Pendapatan ini ditopang dari melejitnya penjualan batu bara yang diekspor ke luar negeri menjadi US$ 1,50 miliar dari setahun sebelumnya US$ 740,24 juta atau meningkat 102,7%. Sedangkan, penjualan batu bara di pasar dalam negeri justru mengalami penurunan dari sebelumnya US$ 292,92 juta menjadi US$ 258,08 juta.
Sementara itu, pendapatan dari kontrak dan jasa dari BP Berau, Exxon Mobbil Indonesia, CSTS Joint Operation, Star Energy Geothermal Salak Ltd dan lain-lainnya juga mengalami peningkatan menjadi US$ 154,19 juta dari sebelumnya US$ 111,97 juta.
Sejalan dengan naiknya pendapatan, beban pokok kontrak dan penjualan juga mengalami kenaikan sebesar 40,33% menjadi US$ 1,27 miliar dari tahun sebelumnya US$ 905,74 juta.

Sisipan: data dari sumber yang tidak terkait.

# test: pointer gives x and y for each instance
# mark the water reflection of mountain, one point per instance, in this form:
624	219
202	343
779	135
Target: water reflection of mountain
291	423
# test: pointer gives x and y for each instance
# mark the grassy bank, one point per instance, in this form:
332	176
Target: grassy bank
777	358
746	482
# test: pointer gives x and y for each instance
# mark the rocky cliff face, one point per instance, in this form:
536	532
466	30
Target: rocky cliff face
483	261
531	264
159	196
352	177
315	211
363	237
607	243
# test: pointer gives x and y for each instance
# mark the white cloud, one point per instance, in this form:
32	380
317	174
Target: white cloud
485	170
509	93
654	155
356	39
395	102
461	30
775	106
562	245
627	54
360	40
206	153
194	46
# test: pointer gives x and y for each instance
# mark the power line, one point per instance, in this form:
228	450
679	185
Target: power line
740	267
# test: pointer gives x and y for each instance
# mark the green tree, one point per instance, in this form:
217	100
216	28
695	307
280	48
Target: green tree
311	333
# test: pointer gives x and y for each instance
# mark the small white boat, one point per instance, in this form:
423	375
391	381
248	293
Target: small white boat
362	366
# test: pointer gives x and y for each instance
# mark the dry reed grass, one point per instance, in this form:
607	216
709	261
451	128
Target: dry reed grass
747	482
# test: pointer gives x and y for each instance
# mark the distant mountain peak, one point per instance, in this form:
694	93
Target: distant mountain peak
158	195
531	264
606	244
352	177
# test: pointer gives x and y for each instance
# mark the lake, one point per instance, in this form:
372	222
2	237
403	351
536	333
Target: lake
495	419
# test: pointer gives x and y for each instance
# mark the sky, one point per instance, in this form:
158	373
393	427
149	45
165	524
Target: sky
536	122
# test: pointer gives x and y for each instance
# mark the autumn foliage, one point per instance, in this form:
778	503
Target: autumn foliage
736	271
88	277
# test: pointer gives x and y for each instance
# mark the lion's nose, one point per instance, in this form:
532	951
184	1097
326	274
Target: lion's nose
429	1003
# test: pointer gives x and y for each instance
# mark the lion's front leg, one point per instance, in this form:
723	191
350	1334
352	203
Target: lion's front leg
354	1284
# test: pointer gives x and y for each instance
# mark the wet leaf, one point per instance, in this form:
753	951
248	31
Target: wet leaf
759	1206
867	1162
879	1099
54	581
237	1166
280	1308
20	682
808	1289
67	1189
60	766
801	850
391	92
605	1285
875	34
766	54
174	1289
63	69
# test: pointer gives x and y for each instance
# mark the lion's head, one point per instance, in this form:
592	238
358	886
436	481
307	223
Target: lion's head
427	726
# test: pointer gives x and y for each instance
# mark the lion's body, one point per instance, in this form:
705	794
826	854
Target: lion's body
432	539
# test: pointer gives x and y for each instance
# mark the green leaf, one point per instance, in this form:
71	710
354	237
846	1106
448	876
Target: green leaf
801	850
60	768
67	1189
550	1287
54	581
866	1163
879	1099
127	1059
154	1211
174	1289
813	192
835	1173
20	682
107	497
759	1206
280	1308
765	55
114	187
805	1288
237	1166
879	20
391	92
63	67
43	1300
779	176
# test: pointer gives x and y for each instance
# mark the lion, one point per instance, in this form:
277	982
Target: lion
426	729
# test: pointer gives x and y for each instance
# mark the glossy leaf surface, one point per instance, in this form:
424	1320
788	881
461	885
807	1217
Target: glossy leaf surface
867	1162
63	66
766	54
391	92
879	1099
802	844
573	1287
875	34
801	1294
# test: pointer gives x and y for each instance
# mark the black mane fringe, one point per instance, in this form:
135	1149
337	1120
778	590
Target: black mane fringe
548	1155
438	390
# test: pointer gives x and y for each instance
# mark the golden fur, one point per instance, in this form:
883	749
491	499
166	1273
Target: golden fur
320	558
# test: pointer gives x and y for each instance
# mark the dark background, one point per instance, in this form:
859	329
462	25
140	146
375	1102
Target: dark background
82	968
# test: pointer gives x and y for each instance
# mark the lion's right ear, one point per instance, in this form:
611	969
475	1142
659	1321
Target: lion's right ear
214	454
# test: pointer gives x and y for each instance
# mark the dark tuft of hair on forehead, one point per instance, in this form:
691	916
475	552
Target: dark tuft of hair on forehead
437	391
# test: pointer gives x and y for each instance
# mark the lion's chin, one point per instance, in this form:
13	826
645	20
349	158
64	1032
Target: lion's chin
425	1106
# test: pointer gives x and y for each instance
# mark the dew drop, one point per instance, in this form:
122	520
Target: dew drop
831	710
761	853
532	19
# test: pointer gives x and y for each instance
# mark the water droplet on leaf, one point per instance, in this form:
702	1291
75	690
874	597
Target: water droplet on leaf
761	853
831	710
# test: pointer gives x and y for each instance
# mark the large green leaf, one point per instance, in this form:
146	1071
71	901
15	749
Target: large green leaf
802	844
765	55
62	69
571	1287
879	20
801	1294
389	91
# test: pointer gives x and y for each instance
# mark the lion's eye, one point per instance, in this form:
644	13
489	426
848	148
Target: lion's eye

Salah satu pos yang menyumbang beban kenaikan signifikan adalah di beban penjualan, umum dan administrasi menjadi US$ 92,62 juta dari sebelumnya US$ 56,82 juta. Sehingga, perusahaan mengantongi laba kotor sebesar US$ 668,86 juta dari sebelumnya US$ 258,91 juta.
Sampai dengan 30 Juni 2022, total aset perusahaan mencapai US$ 3,96 miliar, meningkat dari posisi Desember 2021 sebesar US$ 3,69 miliar.
Total aset itu terdiri dari ekuitas sebesar US$ 1,16 miliar, naik dari posisi akhir Desember 2021 sebesar US$ 883,71 juta. Sedangkan, liabilitas perusahaan tetap berada di level US$ 2,80 miliar.
Pada perdagangan Jumat ini, harga saham INDY bergerak naik 5,32% ke level Rp 2.770 per saham dengan nilai kapitalisasi pasar Rp 14,43 triliun. Sejak awal tahun, saham Indika Energy menguat 69,29%.